Parece que fue ayer, mejor dicho, me resisto a creer que físicamente no está entre nosotros y sigo empecinado en sentir, como una larga e infinita pesadilla, lo “vivido” la noche del 25 de noviembre de 2016.
Desde entonces no somos los mismos porque, a contrapelo de quienes piensan que con su muerte la Cuba que fundó el primero de enero de 1959 se vendrá abajo, su legado nos hace más patriotas, más internacionalistas, más latinoamericanistas, caribeños y tercermundistas, en fin, mejores revolucionarios y personas al servicio de esas tantas causas nobles de la humanidad, por las cuales dedicó toda una vida.
Se le llora aún acá y allende los mares, se recuerda días tras día en cada obra o programa social de enorme repercusión en la vida de su pueblo o de otros tantos.
Siguen siendo interminables los homenajes a su figura y las expresiones de condolencia de gente sencilla, de campesinos, estudiantes, niños, jóvenes, mujeres, militares, artistas e intelectuales, obreros, y a nivel mundial de personalidades, mandatarios, parlamentos, instituciones, organismos y organizaciones y movimientos sociales y religiosos.
Fiel a la ética martiana de que “toda la gloria del mundo cabe en un grano de maíz”, y dado su rechazo a cualquier manifestación de culto a la personalidad, la Asamblea Nacional del Poder Popular aprobará este martes las legislaciones correspondientes a su expresa voluntad de no denominar con su nombre a instituciones, plazas, parques, avenidas, calles u otros sitios públicos, ni erigir en su memoria monumentos, bustos y estatuas.
Pero estoy seguro que se sentiría feliz si cada cubano y cubana hiciera bien suyo ese magistral concepto de Revolución, y sin tanta rimbombancia o algarabía lo llevara a la práctica.
Sería entonces el más hermoso, sincero e infinito homenaje a él, porque cada idea recogida allí no es más que la continuidad del legado que dejó para el presente y el futuro de Cuba, y ¿por qué no?, también para los hombres y mujeres progresistas, los revolucionarios, para quienes aman, defienden y darían la vida por su pueblo, en cualquier lugar del planeta.

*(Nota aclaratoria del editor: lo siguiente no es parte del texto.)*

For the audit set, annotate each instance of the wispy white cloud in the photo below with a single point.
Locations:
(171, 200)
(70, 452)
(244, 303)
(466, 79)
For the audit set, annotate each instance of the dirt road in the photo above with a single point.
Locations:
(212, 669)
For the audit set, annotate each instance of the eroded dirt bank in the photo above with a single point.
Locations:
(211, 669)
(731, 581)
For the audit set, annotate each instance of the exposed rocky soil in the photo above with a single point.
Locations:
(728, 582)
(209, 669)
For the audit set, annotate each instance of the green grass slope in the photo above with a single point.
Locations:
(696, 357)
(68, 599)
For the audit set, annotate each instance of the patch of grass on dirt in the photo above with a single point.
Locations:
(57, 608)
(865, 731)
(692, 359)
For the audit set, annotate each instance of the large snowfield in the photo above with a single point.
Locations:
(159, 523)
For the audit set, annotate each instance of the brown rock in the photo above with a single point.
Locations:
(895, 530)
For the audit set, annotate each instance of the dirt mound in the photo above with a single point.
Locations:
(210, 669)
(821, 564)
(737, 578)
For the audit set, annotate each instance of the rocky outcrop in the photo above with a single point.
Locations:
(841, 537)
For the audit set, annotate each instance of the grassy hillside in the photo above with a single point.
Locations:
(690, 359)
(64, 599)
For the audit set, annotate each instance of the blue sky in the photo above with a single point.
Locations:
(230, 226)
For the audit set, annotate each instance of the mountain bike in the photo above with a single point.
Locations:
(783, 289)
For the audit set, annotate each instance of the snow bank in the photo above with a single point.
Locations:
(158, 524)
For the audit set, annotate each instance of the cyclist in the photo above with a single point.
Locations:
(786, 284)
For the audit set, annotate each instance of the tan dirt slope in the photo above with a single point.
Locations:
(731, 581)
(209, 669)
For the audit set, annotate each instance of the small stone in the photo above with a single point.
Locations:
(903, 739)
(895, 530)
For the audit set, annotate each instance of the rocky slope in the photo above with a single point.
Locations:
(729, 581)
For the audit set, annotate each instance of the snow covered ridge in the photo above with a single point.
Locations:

A medida que se aproxima el primero de enero y, por consiguiente, un nuevo aniversario del triunfo de la Revolución, resulta imposible no evocarlo con toda la fuerza de nuestros corazones.
Pero el mejor tributo está en el diario cumplimiento del deber, en que nos consagremos hacia el necesario despegue de nuestra economía, en no escudarnos en las carencias materiales y financieras para dejar de hacer bien las cosas, en evitar molestias e irritaciones en la población por la mala calidad de un servicio o producto.
Como afirmara el General de Ejército Raúl Castro en el homenaje póstumo realizado en Santiago de Cuba el tres de diciembre pasado, su permanente enseñanza es que sí se puede, que el hombre es capaz de sobreponerse a las duras condiciones si no desfallece su voluntad de vencer.
Son tantas y bien fuertes las razones por las que, como cualquier compatriota o amigo de Cuba, me resisto a creer que físicamente no está entre nosotros.
No se me borra de la mente que parece que fue ayer cuando lo vi cabalgando en llanos y montañas, en cada llanto y dolor de los millones de cubanos que lo homenajearon a su paso hacia la inmortalidad, en esa Caravana de la Victoria, en las conmovedoras palabras de Evo Morales, Nicolás Maduro, Daniel Ortega, Eduardo Correa, de Raúl y otros muchos estadistas y personalidades mundiales.
En Santa Ifigenia están sus cenizas, y en cada rincón de nuestro archipiélago, toda su obra, todo el amor y el cariño que sembró y, especialmente en su pueblo, la firme convicción de que las ideas no mueren cuando se ha cumplido bien la obra de la vida, y que a los héroes se les recuerda sin llanto.